Council has blind spot on county driving perk

The headline sounded promising: “County Council lops car credit.” Alas, the reality didn’t deliver.

On Wednesday, the Snohomish County Council voted to reduce a ridiculous stipend for elected officials who drive their own vehicles on county business, rather than to eliminate it entirely. The council cut the stipend, which would have been $587 per month this year, to $264.

New council Chairman Mike Cooper sought to ditch the payments altogether, telling Herald reporter Krista J. Kapralos, “This is one thing we can do that says the council is serious about asking everybody in the county to suffer a little bit to save a few jobs.”

He had that right. Which is why the unanimous vote to only reduce the stipend is forehead-slapping.

To their credit, Cooper and councilman Brian Sullivan intend to follow the example set by prosecuting attorney Janice Ellis and opt out of the stipend. Ellis stopped taking the payment in 2003, when her office was dealing with a budget shortfall.

(Officials can also choose to use a county-owned vehicle, or use their own cars and get reimbursed at the extremely generous federal rate of 58.5 cents a mile.)

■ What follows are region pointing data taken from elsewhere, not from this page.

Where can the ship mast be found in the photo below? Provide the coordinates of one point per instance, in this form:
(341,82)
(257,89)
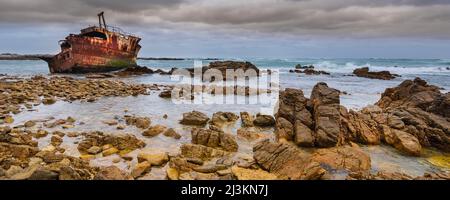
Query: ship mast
(101,19)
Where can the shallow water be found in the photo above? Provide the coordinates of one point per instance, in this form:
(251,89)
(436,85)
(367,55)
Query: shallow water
(361,92)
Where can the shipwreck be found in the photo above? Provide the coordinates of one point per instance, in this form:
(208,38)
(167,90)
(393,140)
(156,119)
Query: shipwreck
(99,48)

Snohomish County faces a $21 million deficit this year. More than 100 county employees have been laid off and the council’s staff will take nine days of unpaid leave this year. If some council members are somehow unconcerned about how the stipend looks to taxpayers, you’d think the specter of their own staff being forced to take unpaid leave would be enough to motivate them to take the cost-cutting action.

(Cooper overstates his case when he said, “If we go to zero (on the vehicle stipend) that would be about 5 percent of our income. We’d feel the same pain that our staff is feeling.” Well, not quite. That 5 percent is on top of your income, and you aren’t taking any days without pay.)

Salaries for county officials range from $94,000 to $140,000. The average worker in Snohomish County makes much less. Regular people would feel like they had won the lottery if they received an extra $587 a month, or $264, regardless of how much they actually drove their car for work. Wow. What a deal.

It’s exactly this kind of “perk” that makes citizens distrustful of government and convinces them that there is always “waste” that can be eliminated. In this case, they couldn’t be more right.